Today’s (27th March) report from HM Inspectorate of Constabulary makes for more than just sobering reading. It suggests that domestic abuse is a kind of ‘pretend’ priority for the police. Given the effects of such violence on children, and its known link to child abuse, the report has implications for social care, and safeguarding, as well as the police, says CareKnowledge Editor Jim Kennedy.

It’s not often you read an official report, and as a first thought, think “that doesn’t pull many punches”, but I think that’s certainly true of the Inspectorate’s publication.

The report notes that domestic abuse causes serious harm and constitutes a considerable proportion of overall crime. It says that the domestic abuse and its consequences cost an estimated £15.7 billion a year.

The report also points out that 77 women were killed by their partners or ex-partners in 2012/13, and that 1 in 4 young people reported that they experienced domestic violence and abuse during their childhood. Forces told inspectors that crime relating to domestic abuse constitutes some 8% of all recorded crime and 33% of recorded assaults with injury.

As a final comment in the introduction, the report says that, on average, the police receive an emergency call relating to domestic abuse every 30 seconds.

And yet…

The Inspectorate concludes that, despite some progress in recent years and the hard work of many officers, the overall police response to victims of domestic abuse is simply not good enough. They say that there are weaknesses in the services provided to victims in too many forces, and that some of those are serious enough to put victims at unnecessary risk.

All of this is despite a period of many years –  certainly since the Inspectorate’s last themed review on the subject in 2004 – in which the need to treat domestic abuse more seriously in the criminal justice system, has been near the top of a number of policy and political interventions.

But the report says in the most unequivocal terms that those commitments have not turned into policing reality, on the ground. To quote:

“Domestic abuse is a priority on paper but, in the majority of forces, not in practice. Almost all police and crime commissioners have identified domestic abuse as a priority in their Police and Crime Plans. All forces told us that it is a priority for them.

This stated intent is not translating into operational reality in most forces. Tackling domestic abuse too often remains a poor relation to acquisitive crime and serious organised crime. “

The report lists a series of factors that the Inspectorate believes have contributed to this position, including a lack of visible leadership, supervision and effective management oversight, unacceptable weaknesses in some core policing activity, in particular the collection of evidence by officers at the scene of domestic abuse incidents, insufficient knowledge and  skills amongst police officers, and  a failure to prioritise action on domestic abuse, when setting priorities for the day-to-day activity of frontline officers.

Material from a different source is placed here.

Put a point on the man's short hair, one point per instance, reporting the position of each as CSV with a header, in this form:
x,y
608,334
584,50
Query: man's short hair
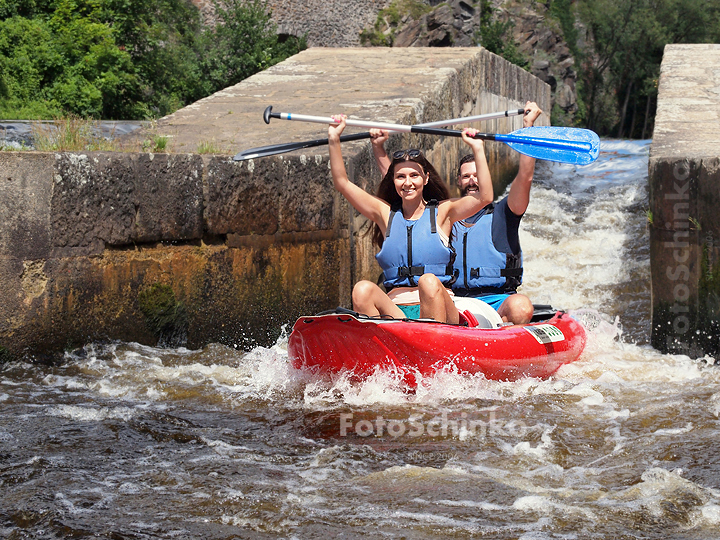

And, perhaps crucially, “extremely limited systematic feedback from victims about their experience of the police response.” 
The challenges of tackling domestic abuse are not for the police alone, but the success of the whole system depends, to a considerable extent, on the (often first) contact with the criminal justice system. Getting the police response right is therefore essential. But I suspect the report tell us just how difficult it is going to be to make more progress than may have been the case since 2004.

The police, in common with public services in general, face competing pressures and falling resources. Not doing more to tackle domestic abuse may have complicated, or even cultural, roots in the police force, but simply loading additional priorities onto a stretched service, without considering the reality of the balance of priorities with which it is expected to grapple, could easily further stall progress.

And since priorities in public services are ultimately politically determined, that may mean having to ask politicians, if you want us to do a bit more of this, what is it that would be prepared to see slip a little further down the priority list?    
I also have a couple of final comments.

The impact of domestic abuse on families is enormous, and brings a number of other agencies into the picture, if its consequences are to be effectively tackled. And, the report is certainly clear on its direct impact on children, including their witnessing of much of the violence that is perpetrated, and the need to make them safe in the immediate aftermath.
But I’m not sure that it says enough about the added risk of specific, and separate, child abuse that comes with domestic violence in families. Perhaps more detailed reading will amend that perception.

It’s also interesting to see, that in a different sort of reference, the Inspectorate declares its commitment to Multi-Agency Safeguarding Hubs; and their interest in the possible extension of their application to joint work on domestic abuse.